For sets in which GASOL does not apply simplification rules (marked with \(\times \)), both CHKR and CHKR\(^s\) succeed to prove equivalence of all blocks. When simplifications are applied (marked with \(\checkmark \)), CHKR\(^s\) succeeds in \(99\%\) of the blocks while CHKR ranges from \(63\%\) for GAS to \(99\%\) for SIZE. This difference is due to the fact that GASOL requires the application of rules to optimize more blocks wrt. GAS (\(\sim 37\%\) of the total) than wrt. SIZE (\(\sim 1\%\)). Moreover, all the blocks that CHKR\(^s\) cannot prove equivalent have been optimized by GASOL using rules which are not currently implemented in the checker, so we predict a success rate of \(100\%\) when all the rules in App. A in [10] are integrated. Regarding time, CHKR\(^s\) is 3–5 times slower than CHKR because of the overhead of applying rule optimizations, but it is still very efficient (all 147.798 instances are checked in 50.61 seconds). As a final comment, thanks to the checker we found a bug in the parsing component of GASOL, that treated the SGT bytecode as GT. The bug was directly reported to the GASOL developers and is already fixed [19].
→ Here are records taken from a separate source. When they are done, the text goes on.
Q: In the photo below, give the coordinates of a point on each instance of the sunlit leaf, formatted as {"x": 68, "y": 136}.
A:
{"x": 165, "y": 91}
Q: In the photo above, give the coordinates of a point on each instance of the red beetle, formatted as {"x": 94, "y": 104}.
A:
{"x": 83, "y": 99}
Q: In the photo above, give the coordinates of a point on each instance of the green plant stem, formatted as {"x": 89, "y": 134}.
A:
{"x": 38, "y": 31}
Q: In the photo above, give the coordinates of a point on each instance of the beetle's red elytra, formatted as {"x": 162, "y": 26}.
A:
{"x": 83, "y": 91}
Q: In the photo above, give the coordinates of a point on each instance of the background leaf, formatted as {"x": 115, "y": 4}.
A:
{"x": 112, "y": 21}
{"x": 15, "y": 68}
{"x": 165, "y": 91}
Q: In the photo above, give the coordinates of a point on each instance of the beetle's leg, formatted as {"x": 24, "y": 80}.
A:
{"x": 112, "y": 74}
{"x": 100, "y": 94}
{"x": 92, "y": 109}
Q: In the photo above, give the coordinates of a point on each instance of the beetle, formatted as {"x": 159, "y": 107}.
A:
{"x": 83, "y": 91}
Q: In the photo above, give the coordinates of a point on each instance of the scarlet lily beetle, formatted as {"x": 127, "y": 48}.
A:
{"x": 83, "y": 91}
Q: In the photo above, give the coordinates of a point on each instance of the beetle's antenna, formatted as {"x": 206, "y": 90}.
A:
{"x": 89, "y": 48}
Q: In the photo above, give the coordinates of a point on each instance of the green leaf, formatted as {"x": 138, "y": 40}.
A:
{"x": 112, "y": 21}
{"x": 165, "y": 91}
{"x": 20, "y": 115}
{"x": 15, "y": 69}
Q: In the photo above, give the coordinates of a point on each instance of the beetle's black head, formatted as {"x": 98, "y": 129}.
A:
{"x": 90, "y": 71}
6 Conclusions, Related and Future Work

Our work provides the first tool able to formally verify the equivalence of jump-free EVM blocks and has required the development of all components within the verification framework. The implementation is not tied to any specific tool and could be easily integrated within any optimization tool. Ongoing work focuses on handling memory and storage optimizations. This extension needs to support the execution of memory/storage operations at the level of the concrete interpreter, and design an efficient data structure to represent symbolic memory/storage. Full handling of blockchain-specific opcodes is straightforward, it only requires adding the corresponding implementations to the stack operations map evm_stack_opm. A more ambitious direction for future work is to handle cross-block optimizations.
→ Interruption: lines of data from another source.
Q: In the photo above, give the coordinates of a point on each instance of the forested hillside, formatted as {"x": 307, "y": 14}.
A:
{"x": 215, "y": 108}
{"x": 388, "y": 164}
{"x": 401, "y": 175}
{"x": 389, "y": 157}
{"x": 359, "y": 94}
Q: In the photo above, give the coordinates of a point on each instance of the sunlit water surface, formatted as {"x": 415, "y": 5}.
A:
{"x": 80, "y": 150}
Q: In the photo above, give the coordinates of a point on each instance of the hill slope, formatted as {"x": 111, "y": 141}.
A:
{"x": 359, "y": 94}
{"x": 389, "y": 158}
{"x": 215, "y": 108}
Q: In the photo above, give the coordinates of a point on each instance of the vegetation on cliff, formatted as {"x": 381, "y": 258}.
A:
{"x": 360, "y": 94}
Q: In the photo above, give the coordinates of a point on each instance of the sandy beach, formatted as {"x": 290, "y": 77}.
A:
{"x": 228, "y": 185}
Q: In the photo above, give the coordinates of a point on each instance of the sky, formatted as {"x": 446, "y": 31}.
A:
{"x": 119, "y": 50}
There are two approaches to verify program optimizations, (1) verify the correctness of the optimizations and develop a verified tool, e.g., this is the case of optimizations within the CompCert certified compiler [24] and a good number of optimizations that have been formally verified in Coq [13, 18, 27, 32, 33], (2) or use a translation validation approach [20, 34,35,36] in which rather than verifying the tool, each of the compiled/optimized programs are formally checked to be correct using a verified checker.We argue that translation validation [34] is the most appropriate approach for verifying EVM optimizations because: (i) EVM compilers (together with their built-in optimizers) are continuously evolving to adjust to modifications in the rather new blockchain programming languages, (ii) existing EVM optimizers use external components such as SMT solvers to search for the optimized code and verifying an SMT solver would require a daunting effort, (iii) we aim at generality of our tool rather than restricting ourselves to a specific optimizer and, as already explained, the design of our checker has been done having generality and extensibility in mind, so that new optimizations can be easily incorporated. Finally, it is worth mentioning the KEVM framework [21], which in principle could be the basis for verifying optimizations as well. However, we have chosen to develop it in Coq due to its maturity.